MSE Graduate Student Benjamin MacMurray

206 MRS Spring Meeting & Exhibit

MSE Graduate Student, Benjamin Mac Murray (Shepherd Lab) had his presentation at Spring MRS meeting featured in the MRS "Meeting Scene"

Symposium SM2: Bioinspired Dynamic Materials – Synthesis, Engineering and Applications

March 30, 2016

Benjamin Mac Murray, Cornell University

Tunable elastomer foams for simple fabrication of complex, bioinspired soft machines

Written by Devesh Mistry

Benjamin Mac Murray at Cornell University has been investigating bioinspired, pneumatically actuated soft machines. By constructing airtight soft structures, he has been able to produce walkers which can move in a bio-like fashion. A limitation of these walkers is that they can only be fabricated as two-dimensional structures.

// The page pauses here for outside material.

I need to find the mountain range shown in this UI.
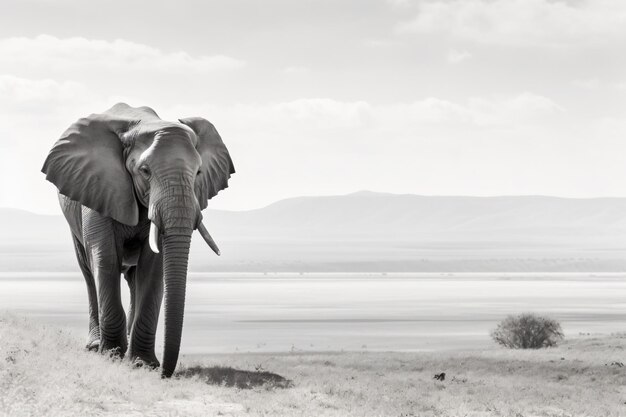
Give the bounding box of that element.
[2,191,626,272]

Going one step further, Mac Murray has looked to produce much more complex devices, with native three-dimensional structures. By using porous, elastomer foams encased in airtight elastomers, Mac Murray has produced strong and moldable shapes, capable of actuation.

To demonstrate the potential of this technology, Mac Murray produced an artificial heart. As the soft foam actuators of each chamber were alternatively inflated, a pulsating flow was produced. Significantly, the actuators can be driven at frequencies matching the human heart and with flow pressures which match human blood pressures. However, more work is required as the flow rate can only reach one-tenth of the blood flow rate in a human.

Mac Murray also demonstrated the technology as a customizable “glove” for a failing human heart. Such a device could save the lives of those requiring a heart transplant but whom may not live long enough for a suitable donor heart to become available.